Indien een werknemer, op voltijdse basis, recht heeft op minder dan tien bestaande extra verlofdagen, is het nieuwe aantal extra verlofdagen gelijk aan de som van de bestaande extra verlofdagen, gedeeld door twee, en de vijf extra verlofdagen. Indien een werknemer, op voltijdse basis, al recht heeft op tien of meer bestaande extra verlofdagen, blijft dit recht ongewijzigd.

Art. 3.De extra verlofdagen betreffen afwezigheden waarvoor de werknemer recht heeft op zijn normale loon.

Overeenkomstig artikel 2, § 1, 3de alinea, wordt bij overschakeling, door een individuele werknemer, naar een lagere arbeidsduur bij eenzelfde werkgever het deel van de extra verlofdagen dat als gevolg daarvan niet meer zal kunnen worden opgenomen, niet betaald.

De overblijvende extra verlofdagen bij uitdiensttreding of volledige loopbaanonderbreking worden betaald volgens het normale loon. De werkgever bij wie de werknemer uit dienst gaat, levert de werknemer een apart attest af met vermelding van het aantal extra verlofdagen dat nog niet werd opgenomen.

De nieuwe werkgever die onder de toepassing valt van deze collectieve arbeidsovereenkomst, kent overeenkomstig artikel 2 de overgedragen extra verlofdagen toe, zonder dat daardoor evenwel het totale recht voor dat jaar, bepaald op basis van artikel 2, § 1, kan worden overschreden. De werknemer heeft bij het opnemen van de overgedragen extra verlofdagen geen recht op loon.

Art. 4.Voorzover deze collectieve arbeidsovereenkomst er niet van afwijkt, gelden de bepalingen van de wetgeving inzake jaarlijkse vakantie van werknemers. HOOFDSTUK III. - Inwerkingtreding

Art. 5.Deze collectieve arbeidsovereenkomst treedt in werking op 1 januari 2001.

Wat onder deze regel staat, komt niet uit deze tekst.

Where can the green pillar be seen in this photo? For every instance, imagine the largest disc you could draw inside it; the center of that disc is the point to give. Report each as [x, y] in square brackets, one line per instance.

Zij is gesloten voor onbepaalde duur en kan worden opgezegd door elk van de partijen met betekening van een opzegtermijn van 6 maanden bij een ter post aangetekende brief gericht aan de voorzitter van het Paritair Comité voor de socio-culturele sector.

Gezien om te worden gevoegd bij het koninklijk besluit van 22 augustus 2002.

De Minister van Werkgelegenheid, Mevr. L. ONKELINX

Bijlage TABEL EXTRA VERLOFDAGEN 35-44 JAAR Voor de raadpleging van de tabel, zie beeld (1) op voltijdse basis gerekend, het aantal extra verlofdagen volgens bestaande rechten, waaronder verstaan : 1.betaalde vakantiedagen bovenop de vier wettelijke weken; 2. extra feestdagen buiten de tien wettelijke dagen;3. anciënniteitsverlofdagen;4. compensatiedagen voor een arbeidsduurverkorting onder de 38 uur per week.(2) met inbegrip dus van de bestaande extra verlofdagen. Gezien om te worden gevoegd bij het koninklijk besluit van 22 augustus 2002.